The Cambio-Project encompasses a collection of (mostly standalone) tools designed for Chaos Engineering. Its purpose is simulating and analyzing the transient behavior of a microservice systems in resilience scenarios. Some of these tools have been integrated into a Chaos Engineering approach called DiSpel Approach which is detailed in the following.
The DiSpel components are currently six tools with different responsibilites.
Component | Short Description |
---|---|
DiSpel Cockpit | The Cockpit provides a visual user interface and coordinates the other tools. It allows to store and manage scenarios and analysis results. |
PSP Wizard | The PSPWizard allows for the machine-assisted creation of Property Specification Patterns (PSPs), which serve as stimuli and responses in scenarios. |
MiSim | MiSim simulates a microservice system with customizable capacities, loadbalancing strategies, network delays and other real-world (resilience) factors. Stimuli in the form of PSP can be interpreted by MiSim. |
MoSIM | MoSIM searches in monitoring data for occurrences of stimuli specified as PSPs. |
TBVerifier | The TBVerifiers enables verifying the scenario satisfaction on collected system data through use of te underlying MTL solvers. |
TQPropRefiner | The TQPropRefiner is a tool for the refinement of temporal components and metric parameters of a PSP. |
The following tools are currently not integrated into the DiSpel process:
Component | Short Description |
---|---|
RESIRO | RESIRIO is a chatbot approach for helping developers to create resilience scenarios. |
TransVis frontend & TransVis backend | TransVis visualizes the transient behavior (i.e. QoS over time) of a microservice system. Additionally offers a chatbot for interactive analysis. |
SAE Tool | The SAE tool uses event traces of a microservice application to create an architectural model for MiSim. |
The following libraries are no standalone tools but used as part of other DiSpel toling.

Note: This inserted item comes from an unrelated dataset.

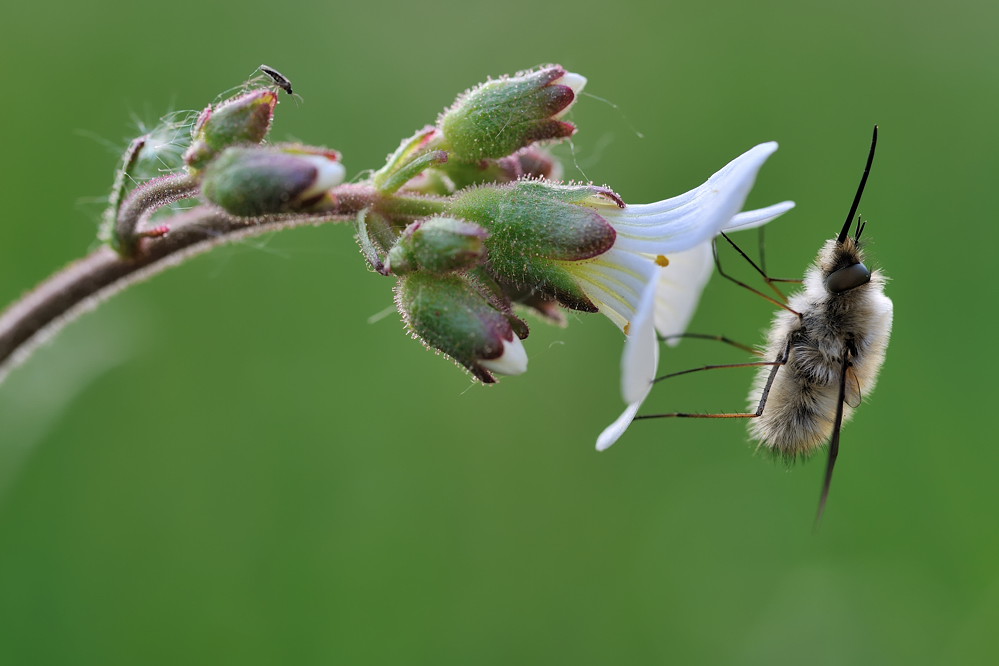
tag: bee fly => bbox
[637,126,892,526]
[243,65,302,104]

Component | Short Description |
---|---|
TL-Tea | TL-Tea parses and converts LTL and MTL formulas into tree structures and can act as a LTL/MTL solver that analyzers like MiSim and MoSIM interact with. |
We use comon code guideline standards for Java and Python. Additionaly we use a template for commit messages.
- PEP 8: The Style Guide for Python Code (https://pep8.org/)
- The Hitchhikers Guide to Python (https://docs.python-guide.org/writing/style/#we-are-all-responsible-users)
- Oracle: Code Conventions for the Java Programming Language (https://www.oracle.com/java/technologies/javase/codeconventions-contents.html)
- Alibaba: Java Coding Guidelines Alibaba Java Coding Guidelines (only chapter 1+2!) (https://alibaba.github.io/Alibaba-Java-Coding-Guidelines/)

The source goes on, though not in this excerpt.